L'effet boule de neige
Ce qui rend la séquence Look Up inquiétante, c'est qu'elle risque de faire jurisprudence. Dans les cénacles internationaux, les mauvaises réputations circulent vite. Quand une start-up française, adossée à l'État, arbitre publiquement contre la Nouvelle-Calédonie, les autres investisseurs prennent note. Les banques prennent note. Les assureurs prennent note. Demain, emprunter sera plus cher. Installer une entreprise sera plus compliqué. Convaincre un partenaire étranger deviendra plus difficile.
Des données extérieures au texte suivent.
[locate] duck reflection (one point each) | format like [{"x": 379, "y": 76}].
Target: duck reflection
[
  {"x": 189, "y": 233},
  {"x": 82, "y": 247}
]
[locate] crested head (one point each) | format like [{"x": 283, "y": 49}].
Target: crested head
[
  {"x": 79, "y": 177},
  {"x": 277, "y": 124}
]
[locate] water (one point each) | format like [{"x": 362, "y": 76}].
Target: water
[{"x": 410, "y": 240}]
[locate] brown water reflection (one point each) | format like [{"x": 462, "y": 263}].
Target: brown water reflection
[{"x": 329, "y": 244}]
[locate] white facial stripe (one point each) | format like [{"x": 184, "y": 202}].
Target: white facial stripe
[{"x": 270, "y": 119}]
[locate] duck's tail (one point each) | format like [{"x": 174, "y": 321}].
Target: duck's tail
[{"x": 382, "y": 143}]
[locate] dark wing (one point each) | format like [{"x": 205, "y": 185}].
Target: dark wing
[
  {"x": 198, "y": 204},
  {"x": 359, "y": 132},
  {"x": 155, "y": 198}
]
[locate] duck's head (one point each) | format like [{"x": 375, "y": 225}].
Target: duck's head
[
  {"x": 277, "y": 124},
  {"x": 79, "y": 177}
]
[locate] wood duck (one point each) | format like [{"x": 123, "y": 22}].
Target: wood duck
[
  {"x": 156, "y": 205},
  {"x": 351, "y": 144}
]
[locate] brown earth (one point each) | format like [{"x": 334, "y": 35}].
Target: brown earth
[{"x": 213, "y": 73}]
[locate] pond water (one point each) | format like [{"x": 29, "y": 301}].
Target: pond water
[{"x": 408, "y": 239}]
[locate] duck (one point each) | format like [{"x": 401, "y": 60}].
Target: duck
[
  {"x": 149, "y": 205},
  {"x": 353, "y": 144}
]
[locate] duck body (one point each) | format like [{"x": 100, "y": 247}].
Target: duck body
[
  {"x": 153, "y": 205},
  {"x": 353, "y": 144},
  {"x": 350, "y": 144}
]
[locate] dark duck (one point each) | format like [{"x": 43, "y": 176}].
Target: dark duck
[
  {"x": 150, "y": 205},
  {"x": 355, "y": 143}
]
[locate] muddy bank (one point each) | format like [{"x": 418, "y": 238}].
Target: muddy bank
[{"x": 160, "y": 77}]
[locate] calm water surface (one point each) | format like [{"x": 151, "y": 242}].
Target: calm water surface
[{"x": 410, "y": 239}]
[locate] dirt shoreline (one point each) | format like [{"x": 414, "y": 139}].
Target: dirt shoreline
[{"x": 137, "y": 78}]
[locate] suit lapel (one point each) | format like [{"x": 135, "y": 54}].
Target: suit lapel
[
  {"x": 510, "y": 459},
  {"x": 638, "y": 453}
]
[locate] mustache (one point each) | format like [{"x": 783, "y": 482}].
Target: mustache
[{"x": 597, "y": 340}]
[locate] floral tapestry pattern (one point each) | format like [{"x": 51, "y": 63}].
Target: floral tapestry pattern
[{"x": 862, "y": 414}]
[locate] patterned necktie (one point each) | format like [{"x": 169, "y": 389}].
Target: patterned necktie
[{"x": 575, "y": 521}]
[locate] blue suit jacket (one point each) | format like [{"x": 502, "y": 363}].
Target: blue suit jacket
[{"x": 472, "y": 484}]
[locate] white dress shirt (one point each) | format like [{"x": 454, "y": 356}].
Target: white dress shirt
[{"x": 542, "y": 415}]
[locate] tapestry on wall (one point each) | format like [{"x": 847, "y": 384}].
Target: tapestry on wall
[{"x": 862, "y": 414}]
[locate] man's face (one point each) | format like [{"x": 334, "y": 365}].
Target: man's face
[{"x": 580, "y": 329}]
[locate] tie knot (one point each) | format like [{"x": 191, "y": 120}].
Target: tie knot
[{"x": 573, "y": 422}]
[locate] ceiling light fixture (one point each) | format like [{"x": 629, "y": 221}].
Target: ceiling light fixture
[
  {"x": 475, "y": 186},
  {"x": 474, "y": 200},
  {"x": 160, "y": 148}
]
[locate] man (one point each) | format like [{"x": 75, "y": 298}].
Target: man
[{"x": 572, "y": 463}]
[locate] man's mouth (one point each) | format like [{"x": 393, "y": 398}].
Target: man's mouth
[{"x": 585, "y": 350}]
La spirale est en marche, et elle ne se stoppera pas par de belles déclarations. Elle ne se stoppera que par une chose : une clarification institutionnelle rapide, même imparfaite, qui rendra au territoire un minimum de prévisibilité.
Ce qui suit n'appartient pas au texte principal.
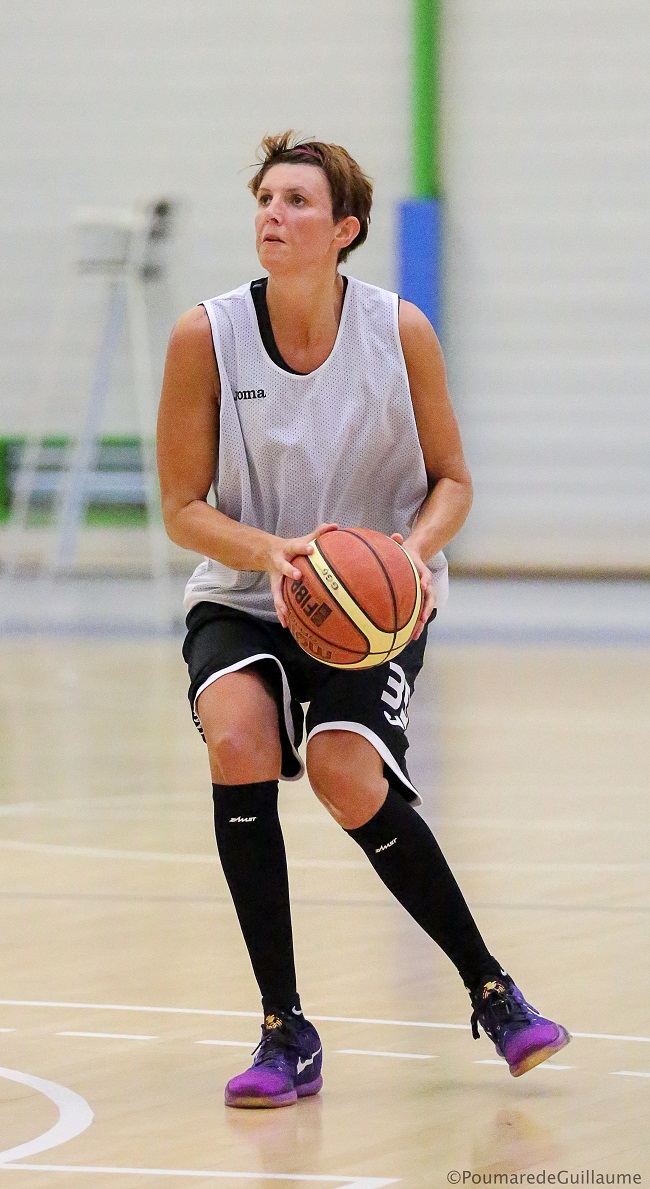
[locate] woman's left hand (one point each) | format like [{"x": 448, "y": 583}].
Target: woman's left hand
[{"x": 428, "y": 592}]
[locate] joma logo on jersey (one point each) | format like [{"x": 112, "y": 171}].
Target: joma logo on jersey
[{"x": 250, "y": 394}]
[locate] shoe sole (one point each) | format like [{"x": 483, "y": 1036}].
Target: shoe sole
[
  {"x": 538, "y": 1055},
  {"x": 277, "y": 1100}
]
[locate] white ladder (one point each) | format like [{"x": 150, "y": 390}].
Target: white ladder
[{"x": 126, "y": 258}]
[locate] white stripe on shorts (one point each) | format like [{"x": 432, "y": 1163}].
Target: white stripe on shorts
[
  {"x": 378, "y": 744},
  {"x": 286, "y": 699}
]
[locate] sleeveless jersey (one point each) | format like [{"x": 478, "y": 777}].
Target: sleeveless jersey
[{"x": 336, "y": 445}]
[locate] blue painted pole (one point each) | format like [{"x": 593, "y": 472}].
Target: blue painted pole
[{"x": 420, "y": 256}]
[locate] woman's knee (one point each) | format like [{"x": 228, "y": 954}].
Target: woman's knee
[
  {"x": 347, "y": 777},
  {"x": 240, "y": 727}
]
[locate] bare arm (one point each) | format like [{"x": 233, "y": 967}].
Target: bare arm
[
  {"x": 188, "y": 444},
  {"x": 449, "y": 499}
]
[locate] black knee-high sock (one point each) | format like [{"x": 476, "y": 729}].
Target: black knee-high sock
[
  {"x": 251, "y": 848},
  {"x": 409, "y": 861}
]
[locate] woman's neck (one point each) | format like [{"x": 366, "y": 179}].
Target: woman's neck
[{"x": 304, "y": 315}]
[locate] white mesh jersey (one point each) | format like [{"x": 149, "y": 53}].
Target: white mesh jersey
[{"x": 336, "y": 445}]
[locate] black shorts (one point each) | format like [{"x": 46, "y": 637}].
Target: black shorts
[{"x": 373, "y": 703}]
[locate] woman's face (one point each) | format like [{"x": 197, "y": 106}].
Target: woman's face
[{"x": 295, "y": 228}]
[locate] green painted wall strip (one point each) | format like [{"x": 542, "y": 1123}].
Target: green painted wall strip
[{"x": 426, "y": 98}]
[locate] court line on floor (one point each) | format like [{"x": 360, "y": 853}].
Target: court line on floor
[
  {"x": 196, "y": 805},
  {"x": 108, "y": 1036},
  {"x": 376, "y": 1052},
  {"x": 344, "y": 1182},
  {"x": 74, "y": 1117},
  {"x": 153, "y": 856},
  {"x": 254, "y": 1016}
]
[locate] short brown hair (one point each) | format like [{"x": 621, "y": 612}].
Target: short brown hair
[{"x": 349, "y": 188}]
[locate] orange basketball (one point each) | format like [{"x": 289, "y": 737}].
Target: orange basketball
[{"x": 358, "y": 599}]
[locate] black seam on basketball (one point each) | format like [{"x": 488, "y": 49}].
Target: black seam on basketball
[
  {"x": 386, "y": 576},
  {"x": 330, "y": 643},
  {"x": 353, "y": 597}
]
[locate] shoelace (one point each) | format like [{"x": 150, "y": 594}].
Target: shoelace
[
  {"x": 272, "y": 1042},
  {"x": 503, "y": 1007}
]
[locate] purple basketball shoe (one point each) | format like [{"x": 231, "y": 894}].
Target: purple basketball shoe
[
  {"x": 286, "y": 1065},
  {"x": 522, "y": 1036}
]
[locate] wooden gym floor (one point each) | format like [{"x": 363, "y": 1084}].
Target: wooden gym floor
[{"x": 126, "y": 994}]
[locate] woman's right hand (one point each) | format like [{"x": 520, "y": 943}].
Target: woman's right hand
[{"x": 282, "y": 552}]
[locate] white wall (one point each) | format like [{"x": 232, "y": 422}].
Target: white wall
[
  {"x": 113, "y": 100},
  {"x": 547, "y": 164},
  {"x": 547, "y": 168}
]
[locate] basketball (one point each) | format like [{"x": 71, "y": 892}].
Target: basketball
[{"x": 357, "y": 602}]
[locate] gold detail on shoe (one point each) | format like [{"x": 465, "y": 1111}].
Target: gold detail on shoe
[{"x": 488, "y": 987}]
Le temps qui joue contre nous
À Saint-Pierre-et-Miquelon, le radar Look Up sera installé dès 2028. En Polynésie, le premier est attendu fin 2026. Pendant ce temps, la Nouvelle-Calédonie continue de débattre de son avenir sans parvenir à le trancher. Chaque mois de blocage est un mois où d'autres territoires, d'autres pays, d'autres acteurs prennent l'avantage. La question n'est plus de savoir si le Caillou va rater certains trains. Elle est de savoir combien il en ratera encore avant qu'une prise de conscience collective n'émerge. L'affaire Look Up devrait être ce déclic. Elle ne le sera probablement pas. On parlera d'autre chose demain, d'un énième communiqué, d'une énième réaction politique, d'une énième polémique. Et pendant ce temps, quelque part entre Mata-Utu et Saint-Pierre, un radar qui aurait pu être installé à Nouméa cherchera une autre terre d'accueil.